Several P2P energy trading pilots in India have demonstrated its effectiveness as a “superior market model” for promoting the adoption of rooftop solar, the India Smart Grid Federation (ISGF) has reported.
In a new white paper prepared in partnership with the Indian Energy Exchange and Australian blockchain pioneer Powerledger, the ISGF states that neither net or gross metering tariffs nor subsidies have led to the expected uptake of solar capacity, mainly due to low feed-in tariffs and unattractive yearly returns from the current market model.
In comparison, peer-to-peer (P2P) trading offers a financially attractive model for both prosumers as well as consumers in the domestic and C&I segment.
In addition, the distribution companies benefit when net metering customers switch to P2P, while the government subsidies, which are presently disbursed to install rooftop solar, can be avoided.
The white paper states that the significance of P2P energy trading in promoting rooftop solar has been recognised by the regulator of Uttar Pradesh, which has approved a new set of regulations to facilitate the seamless integration of rooftop solar with the grid.

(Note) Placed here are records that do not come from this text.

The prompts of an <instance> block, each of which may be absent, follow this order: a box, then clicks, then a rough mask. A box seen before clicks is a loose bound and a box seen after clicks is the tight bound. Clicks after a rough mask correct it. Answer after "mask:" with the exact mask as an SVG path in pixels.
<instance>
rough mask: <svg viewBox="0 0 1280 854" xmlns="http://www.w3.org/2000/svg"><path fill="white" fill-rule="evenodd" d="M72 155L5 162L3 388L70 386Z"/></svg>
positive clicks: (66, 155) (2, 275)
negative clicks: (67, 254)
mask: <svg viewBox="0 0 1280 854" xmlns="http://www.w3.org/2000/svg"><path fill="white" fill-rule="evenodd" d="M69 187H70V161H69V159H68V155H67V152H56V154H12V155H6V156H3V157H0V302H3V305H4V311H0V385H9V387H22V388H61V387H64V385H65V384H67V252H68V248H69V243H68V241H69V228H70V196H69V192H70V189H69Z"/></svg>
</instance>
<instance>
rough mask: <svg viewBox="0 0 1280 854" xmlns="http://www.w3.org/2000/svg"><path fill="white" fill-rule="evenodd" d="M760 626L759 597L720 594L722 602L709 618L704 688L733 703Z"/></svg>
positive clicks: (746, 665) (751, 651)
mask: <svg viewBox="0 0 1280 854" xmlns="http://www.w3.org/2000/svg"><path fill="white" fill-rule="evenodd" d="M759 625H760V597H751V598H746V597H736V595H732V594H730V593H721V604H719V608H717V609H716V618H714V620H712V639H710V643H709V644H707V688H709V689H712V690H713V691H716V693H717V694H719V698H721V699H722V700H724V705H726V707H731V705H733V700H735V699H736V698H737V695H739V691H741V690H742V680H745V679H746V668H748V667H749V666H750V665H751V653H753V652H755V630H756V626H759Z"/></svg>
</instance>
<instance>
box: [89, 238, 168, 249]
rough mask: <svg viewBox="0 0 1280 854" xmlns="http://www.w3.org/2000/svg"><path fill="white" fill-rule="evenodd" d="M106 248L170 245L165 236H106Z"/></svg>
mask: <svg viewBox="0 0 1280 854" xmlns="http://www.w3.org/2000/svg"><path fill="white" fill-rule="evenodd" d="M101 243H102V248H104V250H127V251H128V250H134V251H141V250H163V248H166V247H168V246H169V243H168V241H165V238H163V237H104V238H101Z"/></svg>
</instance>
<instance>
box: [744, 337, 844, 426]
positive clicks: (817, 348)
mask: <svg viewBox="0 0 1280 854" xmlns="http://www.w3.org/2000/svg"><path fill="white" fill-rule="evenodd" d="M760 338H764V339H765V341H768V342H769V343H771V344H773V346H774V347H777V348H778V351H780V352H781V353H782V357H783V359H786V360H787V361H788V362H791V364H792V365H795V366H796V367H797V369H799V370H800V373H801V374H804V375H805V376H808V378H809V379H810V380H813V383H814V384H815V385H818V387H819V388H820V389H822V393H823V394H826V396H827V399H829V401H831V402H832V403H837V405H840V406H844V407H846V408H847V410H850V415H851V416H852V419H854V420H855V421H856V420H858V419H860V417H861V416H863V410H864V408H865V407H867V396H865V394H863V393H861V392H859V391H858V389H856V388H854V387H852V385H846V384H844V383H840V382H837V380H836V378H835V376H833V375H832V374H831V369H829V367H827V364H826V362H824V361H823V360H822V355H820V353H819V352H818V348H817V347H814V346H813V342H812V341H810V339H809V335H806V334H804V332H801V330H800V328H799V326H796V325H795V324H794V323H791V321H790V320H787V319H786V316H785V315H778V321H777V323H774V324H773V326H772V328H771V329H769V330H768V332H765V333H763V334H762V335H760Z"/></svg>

This follows the implementation in 2020 of a blockchain-based P2P energy trading pilot in Uttar Pradesh by the ISGF and Powerledger, which has received overwhelming interest from multiple distribution companies across India keen to replicate similar projects in their respective regions.
Subsequently, other initiatives have been launched in Delhi and West Bengal among other states.
The white paper states that P2P and local energy markets create both the right market and price signals to boost the deployment of renewable energy assets, such as rooftop solar, to meet India’s national renewables targets of 2030 and beyond.
Some benefits highlighted that can be derived from P2P trading that have emerged from pilots in India include incentivising the deployment of rooftop solar, increasing the viability for net metering prosumers to switch to P2P and trade with C&I consumers and potentially offering higher revenue than gross metering to current subscribers.
Others are reducing the losses incurred by discoms through net metering, helping them to meet their renewable purchase obligation targets, reducing energy transfer on transmission corridors – and thereby deferring capex for the network – helping to remove subsidies for rooftop solar installations and addressing energy inequity by enabling consumers without rooftop solar to purchase green energy and be part of the renewable economy.
Moreover, the suitability of blockchain technology for both low-trust environments and high-information cost environments makes it ideal for the energy sector. With a secure and transparent record-keeping system supported by smart contracts, complex transactions can be automated, ensuring efficient and reliable energy transactions.
While most blockchain use cases are in finance, supply chain management, and identity management, it holds great promise for asset registries and energy trading platforms.